FG61F - IPSEC VPN Logs, Where Are They?

VPN
1

I am feeling a bit foolish right now, but I cannot for the life of me find where IPSEC Tunnel logs would be going to on my new Fortigate 61F. I have created an IPSEC Tunnel with matching settings to a peer and it is not coming up. I want to view the IPSEC VPN Logs to determine what the error is.

  • Fortigate 61F
  • 6.4.8 build 1914
  • Log Setting - Log All is enabled
  • I have looked in Log & Report → Events → VPN Events but there is only one log entry for a random inbound VPN request, nothing from my attempts to establish outbound

Can anyone help me figure out where these logs should be?

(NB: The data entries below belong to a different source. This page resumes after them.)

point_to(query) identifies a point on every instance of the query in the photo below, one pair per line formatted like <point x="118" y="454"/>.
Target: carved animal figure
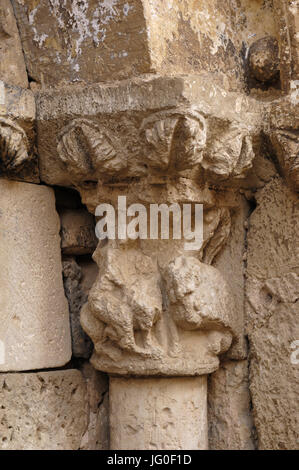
<point x="127" y="300"/>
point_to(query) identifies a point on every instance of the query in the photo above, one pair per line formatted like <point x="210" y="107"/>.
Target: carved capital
<point x="146" y="320"/>
<point x="14" y="146"/>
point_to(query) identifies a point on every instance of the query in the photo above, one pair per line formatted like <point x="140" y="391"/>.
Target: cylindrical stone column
<point x="158" y="413"/>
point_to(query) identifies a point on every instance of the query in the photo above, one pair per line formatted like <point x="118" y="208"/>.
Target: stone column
<point x="159" y="315"/>
<point x="158" y="413"/>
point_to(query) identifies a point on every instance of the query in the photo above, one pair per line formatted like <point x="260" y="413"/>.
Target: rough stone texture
<point x="12" y="64"/>
<point x="198" y="126"/>
<point x="77" y="296"/>
<point x="77" y="232"/>
<point x="42" y="411"/>
<point x="34" y="312"/>
<point x="208" y="109"/>
<point x="272" y="310"/>
<point x="158" y="414"/>
<point x="286" y="12"/>
<point x="283" y="135"/>
<point x="229" y="414"/>
<point x="88" y="41"/>
<point x="17" y="133"/>
<point x="96" y="436"/>
<point x="196" y="324"/>
<point x="93" y="41"/>
<point x="264" y="59"/>
<point x="230" y="263"/>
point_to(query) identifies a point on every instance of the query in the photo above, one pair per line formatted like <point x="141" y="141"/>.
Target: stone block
<point x="43" y="410"/>
<point x="34" y="313"/>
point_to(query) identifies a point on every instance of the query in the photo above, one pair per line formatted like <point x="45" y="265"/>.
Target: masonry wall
<point x="120" y="60"/>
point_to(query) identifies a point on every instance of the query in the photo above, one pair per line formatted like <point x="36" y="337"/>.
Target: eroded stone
<point x="43" y="410"/>
<point x="272" y="309"/>
<point x="34" y="312"/>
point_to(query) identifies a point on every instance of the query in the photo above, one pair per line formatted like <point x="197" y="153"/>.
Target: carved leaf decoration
<point x="286" y="146"/>
<point x="14" y="145"/>
<point x="231" y="153"/>
<point x="88" y="151"/>
<point x="160" y="137"/>
<point x="174" y="139"/>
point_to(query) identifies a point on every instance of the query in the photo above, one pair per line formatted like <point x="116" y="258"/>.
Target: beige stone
<point x="17" y="134"/>
<point x="96" y="436"/>
<point x="77" y="232"/>
<point x="283" y="135"/>
<point x="231" y="263"/>
<point x="198" y="127"/>
<point x="287" y="14"/>
<point x="43" y="410"/>
<point x="85" y="41"/>
<point x="158" y="414"/>
<point x="98" y="41"/>
<point x="12" y="64"/>
<point x="229" y="414"/>
<point x="196" y="324"/>
<point x="272" y="315"/>
<point x="77" y="297"/>
<point x="34" y="312"/>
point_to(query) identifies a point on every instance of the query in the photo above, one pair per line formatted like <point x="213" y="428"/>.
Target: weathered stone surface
<point x="12" y="64"/>
<point x="17" y="133"/>
<point x="287" y="14"/>
<point x="264" y="59"/>
<point x="199" y="126"/>
<point x="229" y="414"/>
<point x="77" y="296"/>
<point x="34" y="313"/>
<point x="158" y="414"/>
<point x="231" y="263"/>
<point x="77" y="232"/>
<point x="94" y="41"/>
<point x="272" y="310"/>
<point x="96" y="436"/>
<point x="43" y="410"/>
<point x="86" y="41"/>
<point x="175" y="320"/>
<point x="284" y="137"/>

I appreciate any advice you can provide.

Cheers!

***EDIT***

It was a config issue on the remote side, which I did not have access to. The tunnels are up now. /u/DasToastbrot may have been on to something though as I may not have had the correct policies in place to get the phase1 tunnels to establish initially. The tunnels are up now though, I appreciate all of the comments and suggestions!

2

Did you at the proper interface in the ipsec vpn configuration?

diagnose sniffer packet any “port 500”

diagnose sniffer packet any "port 4500”

diagnose sniffer packet any “host PEER-IP”

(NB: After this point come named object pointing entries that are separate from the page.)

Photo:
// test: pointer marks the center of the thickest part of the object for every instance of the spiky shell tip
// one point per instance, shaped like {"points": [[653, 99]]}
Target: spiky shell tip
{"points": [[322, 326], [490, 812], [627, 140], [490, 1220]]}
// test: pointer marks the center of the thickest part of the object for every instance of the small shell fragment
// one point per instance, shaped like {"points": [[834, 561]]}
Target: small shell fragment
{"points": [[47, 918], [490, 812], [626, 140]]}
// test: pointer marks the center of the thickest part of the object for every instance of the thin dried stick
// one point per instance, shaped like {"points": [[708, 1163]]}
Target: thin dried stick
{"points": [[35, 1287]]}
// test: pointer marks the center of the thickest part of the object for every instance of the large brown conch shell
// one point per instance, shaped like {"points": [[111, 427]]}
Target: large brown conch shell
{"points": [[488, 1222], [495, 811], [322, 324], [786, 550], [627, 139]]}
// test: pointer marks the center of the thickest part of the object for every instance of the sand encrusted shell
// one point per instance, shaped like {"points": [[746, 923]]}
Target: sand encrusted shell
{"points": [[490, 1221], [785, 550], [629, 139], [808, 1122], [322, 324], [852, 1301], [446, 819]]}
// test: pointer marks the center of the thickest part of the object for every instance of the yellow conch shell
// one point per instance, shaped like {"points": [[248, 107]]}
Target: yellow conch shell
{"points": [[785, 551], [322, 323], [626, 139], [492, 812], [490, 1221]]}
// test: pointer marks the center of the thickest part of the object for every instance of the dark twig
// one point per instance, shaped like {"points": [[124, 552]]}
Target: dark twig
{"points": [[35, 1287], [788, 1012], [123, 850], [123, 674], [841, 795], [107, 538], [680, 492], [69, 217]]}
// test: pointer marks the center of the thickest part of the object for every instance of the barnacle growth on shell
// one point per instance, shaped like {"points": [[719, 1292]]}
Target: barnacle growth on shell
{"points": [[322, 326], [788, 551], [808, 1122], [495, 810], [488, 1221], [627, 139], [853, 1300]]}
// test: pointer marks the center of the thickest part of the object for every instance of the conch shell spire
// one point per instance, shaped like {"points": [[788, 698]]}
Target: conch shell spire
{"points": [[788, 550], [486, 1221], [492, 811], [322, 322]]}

Mark up sniffer are running against cpu not the NPU processor.

3

diag debug en

diag debug application ike -1

4

You can also do diag debug app ike-1
Diag vpn Ike log-filter src-addr4 (IP)
Diag debug enable

5

If you have a policy is “log all log events” enabled? Otherwise diag debug sniffer is your friend

6

VPN settings including key life and DH groups (or disable PFS). Also the PSK.
The source and destination selectors in P2 flip depending on what end of the tunnel
Routes to the Remote network pointing at the remote tunnel
Policy inbound and outbound on both sides.
Check Address objects or use any source/destination
All else fails….try NAT-T on both sides

7

I probably messed it up, to be honest :slight_smile: I rebuilt my tunnel using the Wizard and then converted to a custom tunnel type and have made some progress. Phase 1 logs are showing up now as successful. Absolutely nothing for the Phase2 negotiation though. /sigh. I need to get with the remote side and coordinate a bit to see what is going on and make sure they see phase1 coming up too.

8

The interesting thing here is that the debug is showing nothing and I also ran a packet capture to attempt to capture packets and no packets are captured when trying to bring up the IPSEC VPN Tunnel.

9

Ouch, the vpn wizard, not my cup of thee. With the custom vpn settings you are in control about encryption and naming.
Debug for phase 2 is like this:

diagnose vpn tunnel list name PEER-IP

Indeed first check with remote site if phase 2 selectors are the same. Check if you have policy’s in place.

Looking forward. :+1:

10

If you’re not seeing anything, check you routing tables. Make sure you have static routes pointing to the destination subnets using the VPN Interface.

11

Yeah, my Fortigate refuses to make outbound connection attempts for the custom IPSEC tunnel types, only the wizards (afterwhich I can convert to a custom tunnel). I am going to open a ticket with Fortinet on this as it is odd for sure.

12

Don’t forget to create firewall policies that contain the ipsec tunnel as either source or destination interface.

Otherwise the tunnel will NEVER even try to connect!

I bet the wizard creates the policies for you but with custom tunnels you need to do that manually.